For as high as the heavens are above the earth, so great is his steadfast love toward those who fear him (Psalm 103:11).
Our family has a children’s book called Guess How Much I Love You, written nearly 25 years ago by Sam McBratney. A sweet and timeless tale, it recounts a “competition” between Little Nutbrown Hare and Big Nutbrown Hare over who loves the other the most. For example, Little Nutbrown Hare announces “I love you as high as I can hop!” Unfortunately for him, Big Nutbrown Hare loves Little Nutbrown Hare as high as he can hop, which is much higher. Near the end of the book, after much such back and forth, Little Nutbrown Hare thinks he has won the “argument” when he tells Big Nutbrown Hare he loves him “all the way to the moon”—only to hear Big Nutbrown Hare declare, “I love you to the moon—and back!”

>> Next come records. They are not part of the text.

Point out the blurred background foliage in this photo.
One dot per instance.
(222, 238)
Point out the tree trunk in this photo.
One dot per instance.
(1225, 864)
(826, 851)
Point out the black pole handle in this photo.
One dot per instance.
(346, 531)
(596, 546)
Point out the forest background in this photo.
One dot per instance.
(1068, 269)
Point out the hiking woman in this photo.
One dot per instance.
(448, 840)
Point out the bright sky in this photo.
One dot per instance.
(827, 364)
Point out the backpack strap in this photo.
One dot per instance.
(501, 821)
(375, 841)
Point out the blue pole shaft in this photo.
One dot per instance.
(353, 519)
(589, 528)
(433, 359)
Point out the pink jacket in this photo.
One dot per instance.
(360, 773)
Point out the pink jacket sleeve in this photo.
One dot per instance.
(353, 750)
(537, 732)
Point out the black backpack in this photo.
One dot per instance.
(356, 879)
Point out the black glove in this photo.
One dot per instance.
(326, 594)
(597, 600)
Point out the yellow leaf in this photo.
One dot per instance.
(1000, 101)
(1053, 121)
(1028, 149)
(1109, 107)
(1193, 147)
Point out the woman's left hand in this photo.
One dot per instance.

It is a cute story. And a powerful one. The reason it is so powerful, to my mind, is the manner in which it works with distances. How can I tell my daughter how much I love her? I have used my arms, which open and stretch roughly six feet across, to try to express how much. But does “to the moon and back” even begin to capture it? Trying to describe the love of a father for a daughter stretches language to the breaking point. Many fathers—and, of course, mothers—know just what I am talking about.

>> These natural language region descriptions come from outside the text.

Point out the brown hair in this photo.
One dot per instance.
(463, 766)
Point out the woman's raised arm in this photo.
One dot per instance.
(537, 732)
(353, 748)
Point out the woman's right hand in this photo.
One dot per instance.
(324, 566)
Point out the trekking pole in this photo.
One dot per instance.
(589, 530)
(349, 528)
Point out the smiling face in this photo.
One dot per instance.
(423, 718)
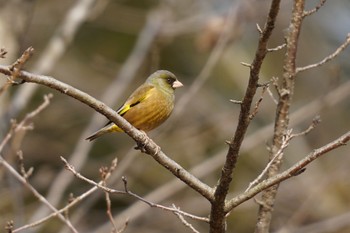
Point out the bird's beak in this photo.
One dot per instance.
(177, 84)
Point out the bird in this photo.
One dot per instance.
(148, 106)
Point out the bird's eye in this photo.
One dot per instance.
(170, 80)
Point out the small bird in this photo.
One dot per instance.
(148, 106)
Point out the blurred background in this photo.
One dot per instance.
(108, 48)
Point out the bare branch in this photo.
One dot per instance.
(3, 53)
(182, 219)
(257, 104)
(278, 155)
(310, 12)
(328, 58)
(314, 123)
(151, 204)
(114, 191)
(286, 93)
(277, 48)
(217, 215)
(289, 173)
(246, 64)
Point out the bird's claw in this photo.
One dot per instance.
(142, 145)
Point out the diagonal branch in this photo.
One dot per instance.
(289, 173)
(328, 58)
(217, 216)
(150, 147)
(282, 115)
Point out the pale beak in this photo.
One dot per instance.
(177, 84)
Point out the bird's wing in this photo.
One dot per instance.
(136, 97)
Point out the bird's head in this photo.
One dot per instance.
(165, 80)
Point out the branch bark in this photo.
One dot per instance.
(217, 215)
(150, 147)
(289, 173)
(282, 116)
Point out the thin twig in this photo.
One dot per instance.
(328, 58)
(310, 12)
(257, 104)
(217, 215)
(151, 204)
(110, 190)
(314, 123)
(278, 154)
(277, 48)
(289, 173)
(182, 219)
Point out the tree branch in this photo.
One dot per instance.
(217, 215)
(291, 172)
(150, 147)
(328, 58)
(282, 116)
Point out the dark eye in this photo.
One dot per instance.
(170, 80)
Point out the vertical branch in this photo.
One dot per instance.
(217, 215)
(282, 115)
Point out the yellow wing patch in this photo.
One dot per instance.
(137, 97)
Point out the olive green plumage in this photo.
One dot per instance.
(148, 106)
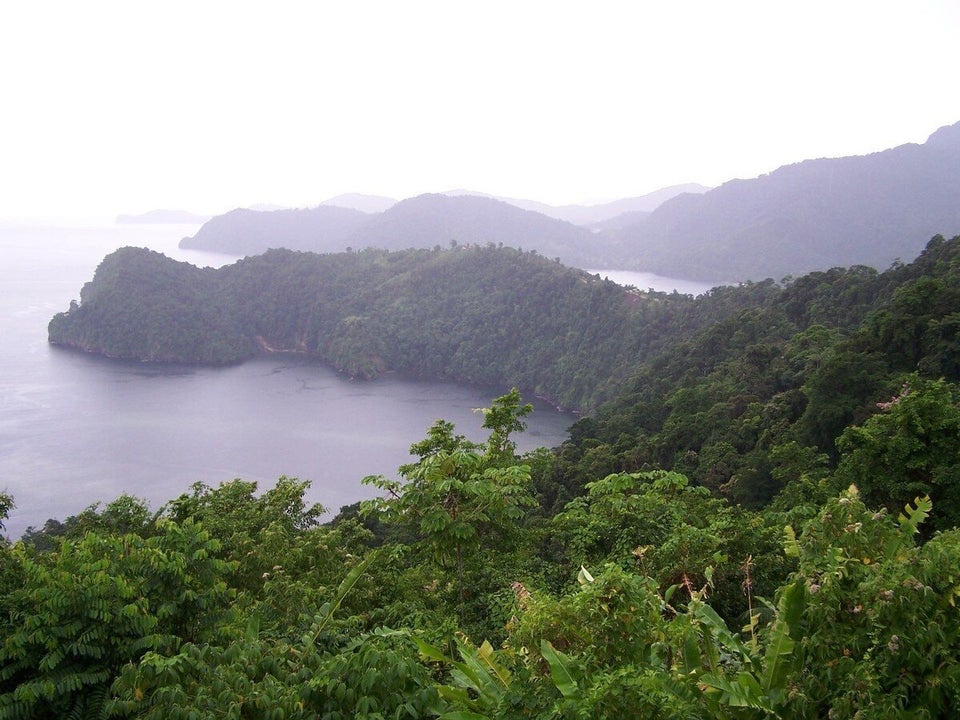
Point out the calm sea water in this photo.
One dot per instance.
(77, 429)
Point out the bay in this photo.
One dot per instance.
(77, 429)
(660, 283)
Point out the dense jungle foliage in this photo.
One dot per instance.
(486, 315)
(762, 523)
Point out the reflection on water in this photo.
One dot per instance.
(77, 429)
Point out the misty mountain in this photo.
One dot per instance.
(429, 220)
(249, 232)
(813, 215)
(364, 203)
(594, 214)
(421, 222)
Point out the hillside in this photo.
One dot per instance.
(430, 220)
(426, 221)
(762, 522)
(591, 215)
(814, 215)
(247, 232)
(484, 315)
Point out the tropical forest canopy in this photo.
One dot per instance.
(759, 521)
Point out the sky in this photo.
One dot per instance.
(128, 106)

Images of distance are powerful, so it is no surprise that the Scriptures use them plentifully, sometimes painfully. For instance, Hebrews draws on distance to speak of “sin which clings so closely” (Hebrews 12:1). Perhaps the most painful allusions to distance have to do with sexual sin, which, unlike other kinds, is committed against one’s own body. Sexual sin opens oneself to the extent of becoming one with another (1 Corinthians 6:12-20), and gets inside us in ways that other sin does not. It is so painful because it is so near. Abortion, likewise, is as painful as it is because it destroys the son or daughter conceived in sexual union, being nurtured in the nearest of places—the womb of his or her mother. Is there a bond closer than that of mother and child?

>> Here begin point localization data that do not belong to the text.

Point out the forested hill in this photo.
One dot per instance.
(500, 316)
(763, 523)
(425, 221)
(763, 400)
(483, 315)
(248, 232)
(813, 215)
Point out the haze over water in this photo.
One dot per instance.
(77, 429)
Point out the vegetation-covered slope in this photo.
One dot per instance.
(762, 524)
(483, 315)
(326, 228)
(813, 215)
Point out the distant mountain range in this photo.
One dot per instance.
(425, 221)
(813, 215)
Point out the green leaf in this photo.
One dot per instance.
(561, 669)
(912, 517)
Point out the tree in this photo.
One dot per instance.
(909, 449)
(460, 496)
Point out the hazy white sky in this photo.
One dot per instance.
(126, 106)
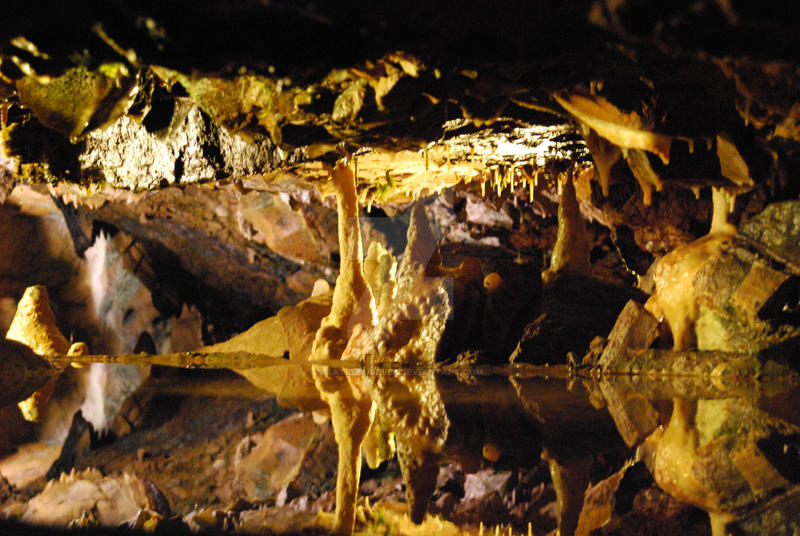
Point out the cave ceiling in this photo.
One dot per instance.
(196, 127)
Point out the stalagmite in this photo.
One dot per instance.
(353, 305)
(34, 325)
(571, 251)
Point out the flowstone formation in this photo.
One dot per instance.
(596, 205)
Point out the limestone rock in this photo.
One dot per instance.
(294, 453)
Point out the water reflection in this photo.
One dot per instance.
(726, 441)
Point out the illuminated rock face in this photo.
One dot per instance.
(211, 152)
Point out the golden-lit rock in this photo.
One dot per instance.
(626, 130)
(106, 501)
(34, 325)
(294, 449)
(79, 100)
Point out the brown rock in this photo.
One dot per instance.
(291, 452)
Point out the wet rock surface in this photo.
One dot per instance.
(166, 172)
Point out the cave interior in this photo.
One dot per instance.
(272, 267)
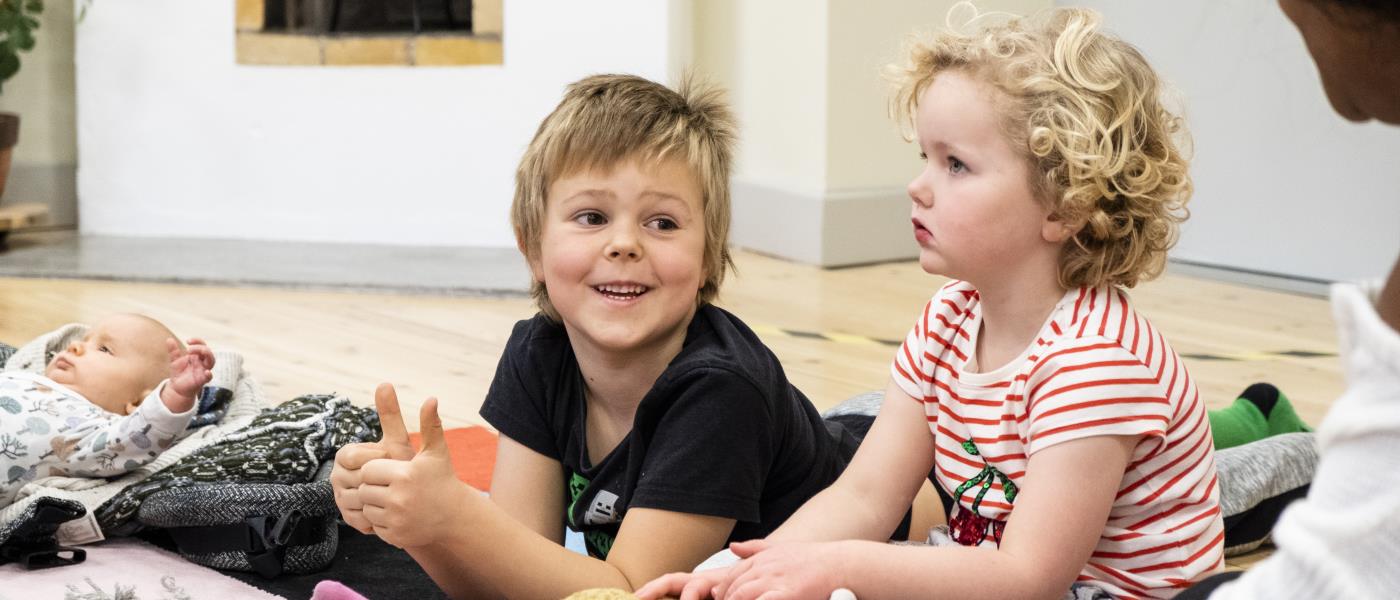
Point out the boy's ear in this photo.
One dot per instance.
(536, 270)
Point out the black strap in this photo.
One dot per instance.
(262, 539)
(34, 546)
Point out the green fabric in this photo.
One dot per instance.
(1243, 423)
(1238, 424)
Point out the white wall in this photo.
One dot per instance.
(178, 140)
(822, 169)
(1283, 185)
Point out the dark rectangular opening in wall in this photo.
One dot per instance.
(368, 16)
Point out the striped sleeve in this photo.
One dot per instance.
(1092, 388)
(910, 369)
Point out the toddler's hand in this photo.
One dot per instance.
(781, 569)
(394, 444)
(189, 374)
(416, 502)
(685, 586)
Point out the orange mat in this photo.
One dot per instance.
(473, 453)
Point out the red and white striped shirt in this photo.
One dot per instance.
(1096, 368)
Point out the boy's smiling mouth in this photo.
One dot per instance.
(620, 291)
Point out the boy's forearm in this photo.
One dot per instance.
(835, 513)
(886, 571)
(490, 554)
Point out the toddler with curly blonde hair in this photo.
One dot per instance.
(1068, 441)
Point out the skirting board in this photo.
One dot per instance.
(835, 230)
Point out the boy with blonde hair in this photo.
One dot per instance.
(630, 409)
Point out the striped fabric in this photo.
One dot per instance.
(1096, 368)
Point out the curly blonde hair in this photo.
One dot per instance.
(1085, 108)
(605, 120)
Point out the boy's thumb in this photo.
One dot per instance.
(430, 430)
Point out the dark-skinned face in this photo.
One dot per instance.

Thankfully, the Scriptures also speak of distances in another way, much like the way Big Nutbrown Hare speaks to Little Nutbrown Hare. Hear the words of Psalm 103 concerning the Lord’s steadfast love toward sinners:
He does not deal with us according to our sins, nor repay us according to our iniquities. For as high as the heavens are above the earth, so great is his steadfast love toward those who fear him; as far as the east is from the west, so far does he remove our transgressions from us. As a father shows compassion to his children, so the LORD shows compassion to those who fear him. For he knows our frame; he remembers we are dust (103:10-14).
How far, exactly, is the east from the west? How far above the earth are the heavens? To the moon and back is a short bus ride by comparison. Which is exactly the point. The Lord, as the good Father he is, knows the frames of his children (the better and the worse), and loves them far above and beyond anything we can comprehend or measure. And this immeasurable love of his puts immeasurable distance between us and our sins, separating us, not just from guilt, but from pain as well.
And how can we know that? Because, in Jesus, the distance we have put between ourselves and God by sinning has been overcome. God has drawn near. And the promise for all who are weary and heavy laden with sin—especially sin that is very near—is that God himself will draw near, near enough to bless us in the most intimate of ways, that is, by wiping away our tears. For there will come a day when the Lord “will wipe away every tear from their eyes, and death shall be no more, neither shall there be mourning, nor crying, nor pain anymore, for the former things have passed away” (Revelation 21:4).
Things need not always be as they are. Nor will they be. You who are weary and heavy laden with pain and regret for past sin, or burdened with present distress, know you are not beyond the reach of the Lord Jesus’ gracious hand. Let him draw you near.